Neste volume complementar de O SEGUNDO SEXO, Simone de Beauvoir, constatando a realidade ainda imediata do prestígio viril, estuda cuidadosamente o destino tradicional da mulher, as circunstâncias do aprendizado de sua condição feminina, o estreito universo em que está encerrada e as evasões que, dentro dele, lhe são permitidas. Somente depois de feito o balanço dessa pesada herança do passado, poderá a mulher forjar um outro futuro, uma outra sociedade em que o ganha--pão, a segurança econômica, o prestígio ou desprestígio social nada tenham a ver com o comércio sexual.
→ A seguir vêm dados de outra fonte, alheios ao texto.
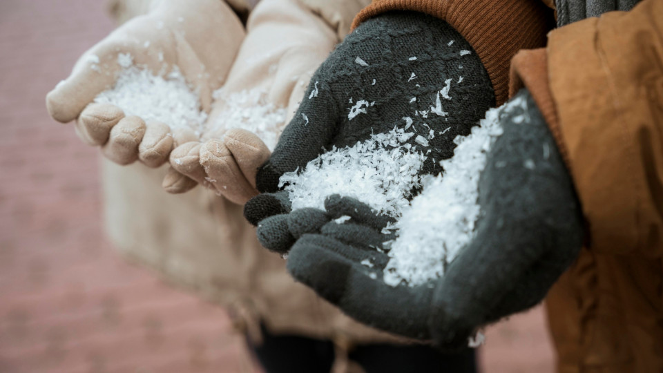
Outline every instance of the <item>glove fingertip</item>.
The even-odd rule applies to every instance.
[[[258,240],[269,251],[285,254],[295,243],[288,229],[287,216],[277,215],[261,221],[256,231]]]
[[[286,267],[296,280],[331,303],[338,305],[345,294],[352,267],[330,255],[323,248],[298,240],[290,250]]]
[[[320,228],[329,222],[327,213],[318,209],[305,208],[295,210],[288,217],[290,233],[298,238],[306,233],[320,232]]]
[[[280,173],[267,161],[258,169],[256,174],[256,187],[260,193],[278,191],[278,180],[280,177]]]
[[[278,198],[267,193],[259,194],[244,205],[244,217],[254,226],[267,217],[287,212]]]

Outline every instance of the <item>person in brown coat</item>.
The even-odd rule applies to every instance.
[[[355,25],[394,11],[433,15],[470,41],[489,74],[508,70],[491,59],[511,46],[508,38],[481,20],[513,22],[514,10],[478,3],[377,0]],[[384,266],[374,248],[389,238],[381,236],[386,220],[334,196],[326,211],[284,218],[296,240],[291,273],[364,323],[447,347],[547,294],[559,372],[663,371],[663,3],[583,20],[633,5],[612,3],[557,1],[563,27],[545,48],[514,58],[515,99],[501,109],[505,134],[479,184],[482,207],[502,210],[481,222],[439,282],[384,286],[381,269],[361,262]],[[499,104],[508,94],[492,84]],[[329,222],[340,217],[350,220]]]

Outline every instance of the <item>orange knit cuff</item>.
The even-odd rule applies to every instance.
[[[568,150],[564,143],[557,107],[550,93],[546,48],[521,50],[516,53],[511,60],[510,75],[509,97],[513,97],[521,88],[527,88],[555,137],[567,169],[570,170]]]
[[[533,0],[373,0],[357,15],[354,28],[385,12],[421,12],[447,21],[479,55],[499,106],[508,97],[509,62],[520,49],[546,45],[552,11]]]

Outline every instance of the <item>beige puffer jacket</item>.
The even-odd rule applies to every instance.
[[[122,22],[141,14],[146,8],[144,3],[149,1],[114,0],[112,12]],[[293,8],[289,17],[281,17],[289,19],[294,27],[314,22],[328,30],[332,42],[325,47],[329,50],[325,56],[349,32],[353,17],[369,2],[262,1],[249,18],[249,35],[252,27],[270,17],[268,1],[287,3]],[[239,12],[254,5],[248,1],[229,0],[228,3]],[[278,9],[282,7],[271,11],[278,12]],[[293,15],[303,14],[308,15],[307,19]],[[282,56],[290,54],[279,47],[265,46],[266,56],[270,55],[269,48],[277,50],[276,53]],[[238,59],[242,53],[240,50]],[[319,55],[318,58],[323,59],[324,56]],[[280,58],[275,62],[282,64]],[[288,89],[272,88],[287,95],[282,99],[289,103],[290,115],[302,99],[314,70],[306,76],[297,77],[298,84],[290,83]],[[265,73],[256,71],[256,74]],[[345,347],[355,343],[396,341],[395,337],[352,321],[313,291],[295,283],[285,270],[285,261],[260,245],[255,228],[243,217],[242,206],[200,186],[182,195],[167,193],[161,186],[165,166],[152,169],[137,163],[118,166],[106,160],[102,163],[106,227],[115,246],[128,258],[155,269],[169,282],[194,289],[205,298],[227,307],[240,328],[256,333],[262,321],[275,333],[332,339]]]

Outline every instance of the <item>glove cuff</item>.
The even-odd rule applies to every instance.
[[[512,97],[523,88],[530,91],[537,103],[555,138],[566,169],[570,170],[568,149],[559,128],[557,106],[548,79],[548,54],[545,48],[521,50],[511,60],[509,97]]]
[[[374,0],[353,29],[388,11],[412,10],[441,19],[464,37],[486,67],[499,106],[508,97],[509,61],[521,49],[544,46],[555,23],[552,10],[531,0]]]

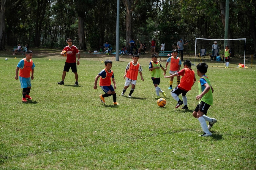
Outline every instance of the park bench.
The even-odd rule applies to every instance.
[[[158,56],[160,57],[160,60],[159,61],[161,61],[161,58],[162,57],[168,57],[169,58],[171,56],[171,54],[173,52],[172,51],[159,51],[159,54]],[[169,54],[169,55],[168,55]]]
[[[14,46],[13,49],[12,50],[12,51],[14,51],[15,49],[17,49],[18,48],[18,46]],[[25,48],[24,47],[21,47],[21,50],[18,51],[18,52],[22,52],[22,54],[23,54],[23,52],[26,52],[27,50],[27,48]]]

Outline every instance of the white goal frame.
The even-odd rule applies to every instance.
[[[210,38],[197,38],[196,37],[195,38],[195,62],[196,62],[196,56],[197,54],[197,51],[196,51],[196,47],[197,47],[197,40],[220,40],[220,41],[225,41],[225,40],[244,40],[244,68],[245,68],[245,41],[246,40],[246,38],[234,38],[234,39],[212,39]],[[225,48],[224,48],[225,50]],[[232,52],[232,51],[231,51]]]

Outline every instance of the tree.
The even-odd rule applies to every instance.
[[[132,13],[134,9],[138,0],[122,0],[126,9],[125,15],[125,28],[126,31],[126,46],[129,46],[129,40],[133,37],[132,32]]]

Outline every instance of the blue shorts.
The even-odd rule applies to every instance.
[[[108,92],[110,90],[112,92],[115,91],[115,90],[114,90],[114,88],[113,87],[113,86],[112,85],[109,86],[100,86],[100,87],[101,88],[102,90],[106,93],[108,93]]]
[[[19,79],[20,79],[20,82],[21,88],[31,87],[31,80],[30,77],[25,78],[19,76]]]

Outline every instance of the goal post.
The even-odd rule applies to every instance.
[[[240,41],[244,41],[244,44],[243,44],[244,46],[244,49],[243,49],[244,51],[243,52],[243,54],[244,55],[244,66],[245,66],[245,42],[246,41],[246,38],[233,38],[233,39],[209,39],[209,38],[197,38],[196,37],[195,38],[195,65],[196,64],[196,56],[197,56],[197,54],[198,54],[199,53],[199,50],[198,49],[199,49],[199,46],[198,44],[198,40],[201,40],[201,41],[204,41],[205,40],[206,41],[209,41],[207,42],[207,43],[206,43],[206,44],[205,45],[205,46],[207,46],[208,48],[211,48],[211,45],[212,45],[212,44],[213,43],[213,41],[221,41],[222,42],[222,44],[223,45],[223,46],[224,47],[223,51],[225,51],[225,47],[226,45],[229,45],[229,46],[230,47],[230,46],[228,44],[224,44],[224,42],[225,42],[226,41],[234,41],[235,40],[238,40]],[[239,45],[237,45],[239,46]],[[200,48],[202,48],[201,47],[200,47]],[[231,53],[233,52],[231,50]],[[223,52],[224,54],[224,52]],[[245,68],[245,67],[244,67],[244,68]]]

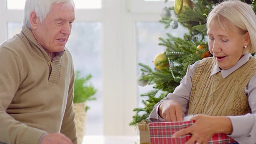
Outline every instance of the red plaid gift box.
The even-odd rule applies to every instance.
[[[176,138],[172,138],[174,133],[189,127],[194,121],[182,122],[163,122],[149,123],[151,144],[182,144],[191,137],[187,134]],[[236,142],[225,134],[215,134],[208,144],[224,144]]]

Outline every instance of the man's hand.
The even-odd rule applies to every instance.
[[[43,138],[41,144],[72,144],[72,142],[63,134],[47,134]]]
[[[182,121],[182,110],[179,103],[169,100],[162,103],[158,108],[158,114],[165,122]]]

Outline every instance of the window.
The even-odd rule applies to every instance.
[[[90,81],[97,90],[96,100],[86,104],[90,108],[86,126],[86,134],[89,135],[103,134],[101,32],[100,22],[75,22],[66,45],[72,54],[75,70],[80,71],[81,76],[91,74]]]
[[[26,0],[7,0],[7,9],[23,10]],[[101,8],[101,0],[74,0],[76,9],[100,9]]]

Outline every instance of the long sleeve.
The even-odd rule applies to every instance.
[[[60,132],[69,138],[74,144],[77,144],[76,124],[74,120],[75,113],[74,111],[74,67],[72,68],[72,80],[69,84],[68,95],[67,105],[63,117]]]
[[[190,92],[192,89],[192,78],[194,72],[200,61],[188,66],[186,75],[180,81],[180,84],[174,90],[173,93],[169,93],[168,95],[161,100],[154,106],[152,112],[149,116],[149,118],[153,122],[163,122],[164,119],[158,115],[158,109],[160,104],[168,100],[172,100],[178,102],[181,106],[182,115],[184,117],[188,110],[188,104]]]
[[[230,116],[233,132],[230,136],[240,144],[256,142],[256,75],[250,80],[245,90],[252,114],[244,116]]]
[[[6,112],[22,82],[22,68],[16,54],[5,48],[0,48],[0,142],[37,144],[46,132],[15,120]]]

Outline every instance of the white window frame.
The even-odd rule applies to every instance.
[[[0,43],[7,38],[7,23],[21,22],[23,17],[23,10],[7,10],[6,2],[0,0],[0,13],[4,14],[0,16]],[[138,106],[135,24],[158,21],[165,4],[102,0],[102,4],[101,9],[76,10],[76,20],[102,24],[104,135],[136,135],[135,128],[128,126]]]

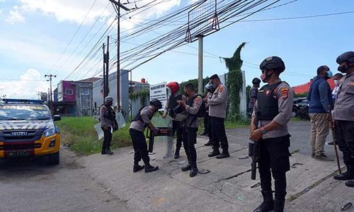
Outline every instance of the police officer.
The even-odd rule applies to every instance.
[[[292,110],[294,91],[279,78],[285,66],[278,57],[270,57],[260,65],[261,78],[267,84],[258,92],[253,107],[250,139],[258,141],[261,159],[258,163],[263,202],[255,212],[283,211],[286,195],[286,175],[290,170],[290,135],[287,122]],[[257,117],[256,117],[257,116]],[[259,120],[256,129],[255,120]],[[275,180],[274,201],[271,175]]]
[[[112,127],[116,127],[115,124],[115,112],[112,108],[113,98],[107,96],[105,98],[105,103],[100,108],[100,122],[101,128],[103,131],[103,143],[102,143],[101,154],[113,154],[110,151],[110,142],[112,141]]]
[[[334,104],[333,119],[339,150],[347,171],[334,176],[338,180],[354,179],[354,52],[347,52],[337,58],[338,71],[346,73],[342,78]],[[354,187],[354,181],[346,182]]]
[[[197,131],[198,131],[198,113],[203,104],[202,98],[200,95],[196,95],[193,85],[188,83],[184,87],[185,96],[188,98],[187,102],[178,100],[178,104],[183,107],[188,116],[183,121],[183,147],[188,159],[188,164],[181,167],[183,172],[190,170],[189,176],[195,177],[198,173],[197,167],[197,151],[194,145],[197,143]]]
[[[150,165],[150,158],[147,152],[147,145],[144,135],[145,128],[148,126],[150,130],[156,134],[159,131],[151,122],[154,114],[162,108],[162,104],[157,99],[150,101],[150,105],[146,106],[137,114],[132,119],[129,129],[129,134],[132,137],[134,147],[134,166],[133,172],[136,172],[142,169],[145,169],[145,172],[154,172],[159,170],[159,167],[153,167]],[[144,166],[139,165],[139,162],[142,159]]]
[[[261,80],[258,78],[254,78],[252,80],[252,88],[249,90],[249,113],[252,114],[253,112],[254,103],[257,100],[257,94],[258,93],[259,84]]]
[[[204,98],[204,102],[205,104],[206,104],[205,107],[205,118],[207,119],[207,137],[209,138],[209,141],[207,141],[207,143],[204,144],[204,146],[214,146],[214,140],[212,139],[212,118],[209,115],[209,107],[207,105],[207,100],[211,98],[212,96],[212,94],[214,93],[214,88],[212,88],[212,83],[209,83],[205,86],[205,90],[207,90],[207,95],[205,96],[205,98]],[[205,123],[205,122],[204,122]],[[204,124],[205,125],[205,124]]]
[[[176,142],[176,151],[175,151],[175,159],[179,158],[179,151],[181,151],[181,147],[182,146],[183,140],[183,123],[181,122],[176,121],[172,118],[173,116],[172,113],[173,112],[173,109],[178,105],[177,102],[178,100],[182,100],[182,94],[178,92],[179,84],[177,82],[171,82],[166,85],[170,88],[171,95],[167,99],[167,102],[165,106],[165,110],[163,118],[167,116],[167,113],[169,112],[170,117],[172,119],[172,133],[174,136],[175,133],[177,134],[177,141]]]
[[[213,151],[208,156],[217,156],[217,158],[229,158],[229,142],[226,136],[225,126],[224,124],[226,117],[226,107],[227,105],[227,88],[222,84],[217,74],[214,74],[210,78],[212,84],[214,93],[211,98],[207,98],[209,107],[209,115],[212,121],[212,131],[214,141]],[[219,147],[222,148],[220,154]]]

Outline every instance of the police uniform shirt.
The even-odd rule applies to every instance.
[[[149,117],[152,117],[155,112],[155,108],[153,105],[149,105],[144,107],[140,112],[140,115],[144,122],[140,120],[132,122],[130,124],[130,129],[133,129],[139,131],[144,132],[145,129],[145,126],[147,126],[151,123]]]
[[[220,83],[211,98],[207,99],[209,115],[213,117],[224,119],[227,105],[227,88]]]
[[[209,100],[210,98],[212,98],[212,93],[208,92],[205,98],[207,98],[207,100]],[[209,107],[210,106],[207,105],[207,103],[205,104],[205,109],[206,109],[205,112],[207,112],[208,115],[209,115]]]
[[[252,102],[252,98],[257,100],[257,94],[258,93],[258,88],[252,87],[249,90],[249,108],[253,108],[254,102]]]
[[[203,104],[202,98],[198,95],[197,96],[192,104],[191,106],[186,105],[185,106],[185,111],[188,112],[190,114],[187,119],[185,119],[185,123],[187,127],[193,127],[193,128],[198,128],[199,127],[199,122],[198,122],[198,118],[195,117],[199,111],[199,108],[200,108],[200,106],[202,106],[202,104]]]
[[[274,130],[268,131],[266,134],[263,135],[262,139],[267,139],[286,136],[288,134],[287,122],[290,120],[292,112],[292,99],[295,95],[294,90],[286,83],[282,82],[274,90],[273,93],[268,95],[272,95],[274,98],[278,100],[279,114],[273,119],[273,121],[281,126]],[[256,101],[252,117],[256,116],[256,112],[258,111],[258,101]],[[265,126],[271,122],[272,120],[259,121],[258,128]]]
[[[110,106],[108,106],[110,107]],[[108,119],[108,109],[105,105],[103,105],[100,108],[100,122],[101,126],[111,127],[113,125],[113,121]]]
[[[354,121],[354,73],[343,77],[334,104],[333,118]]]

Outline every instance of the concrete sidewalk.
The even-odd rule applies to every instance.
[[[290,149],[296,153],[290,157],[290,163],[295,165],[287,174],[285,211],[339,211],[353,200],[353,190],[331,177],[337,170],[335,162],[311,158],[311,151],[307,151],[309,129],[307,122],[290,124]],[[262,196],[259,186],[251,188],[259,182],[259,175],[257,172],[257,179],[251,180],[251,159],[241,159],[248,154],[249,130],[228,130],[227,134],[231,158],[219,160],[207,157],[211,148],[204,146],[207,138],[198,137],[198,168],[210,172],[193,178],[188,172],[181,171],[186,160],[184,151],[178,160],[162,159],[166,143],[161,142],[156,143],[156,154],[150,157],[151,163],[160,167],[154,172],[132,172],[132,148],[115,150],[111,156],[92,155],[84,160],[91,177],[112,189],[111,192],[132,211],[253,211]],[[332,149],[333,146],[326,146],[329,155],[333,155]]]

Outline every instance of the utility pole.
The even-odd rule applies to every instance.
[[[130,9],[120,4],[120,0],[108,0],[112,3],[113,8],[117,13],[117,106],[120,106],[120,8],[126,11]]]
[[[110,63],[110,52],[109,52],[110,37],[107,36],[107,53],[105,53],[105,91],[106,96],[108,95],[109,89],[109,63]]]
[[[52,78],[54,77],[57,77],[57,75],[52,75],[52,73],[50,74],[45,74],[45,77],[47,77],[49,78],[49,80],[47,80],[47,81],[50,81],[50,112],[52,112],[52,114],[53,114],[53,98],[52,98]]]
[[[203,35],[198,35],[198,93],[202,94],[202,38]]]
[[[103,49],[103,100],[107,96],[107,89],[105,88],[105,43],[102,45],[102,49]]]

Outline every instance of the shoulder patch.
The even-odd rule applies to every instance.
[[[219,92],[222,92],[224,90],[224,86],[220,86],[219,88]]]
[[[280,88],[280,96],[282,99],[287,99],[289,95],[289,88]]]
[[[194,99],[194,103],[198,105],[200,101],[200,99],[201,98],[200,96],[198,96],[196,98]]]

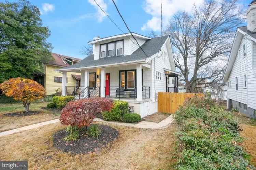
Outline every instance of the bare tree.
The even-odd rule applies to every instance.
[[[237,1],[205,0],[191,14],[179,12],[170,20],[166,34],[187,92],[222,79],[236,28],[244,20]]]
[[[156,38],[159,36],[154,31],[152,30],[150,32],[147,33],[147,36],[150,38]]]
[[[93,54],[93,45],[90,44],[82,47],[81,53],[83,55],[89,56]]]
É a proposta de uma libertação necessária não só para a mulher como para o homem. Porque este, por uma verdadeira dialética de senhor e servo, é corroído pela preocupação de se mostrar macho, importante, superior, desperdiça tempo e forcas para temer e seduzir as mulheres, obstinando-se nas mistificações destinadas a manter a mulher acorrentada.
Os dois sexos são vítimas ao mesmo tempo do outro e de si. Perpetuar-se-á o inglório duelo em que se empenham enquanto homens e mulheres não se reconhecerem como semelhantes, enquanto persistir o mito do "eterno feminino". Libertada a mulher, libertar-se-á também o homem da opressão que para ela forjou; e entre dois adversários enfrentando-se em sua pura liberdade, fácil será encontrar um acordo.
O SEGUNDO SEXO, de Simone de Beauvoir, é obra indispensável a todo o ser humano que, dentro da condição feminina ou masculina, queira afirmar-se autêntico nesta época de transição de costumes e sentimentos.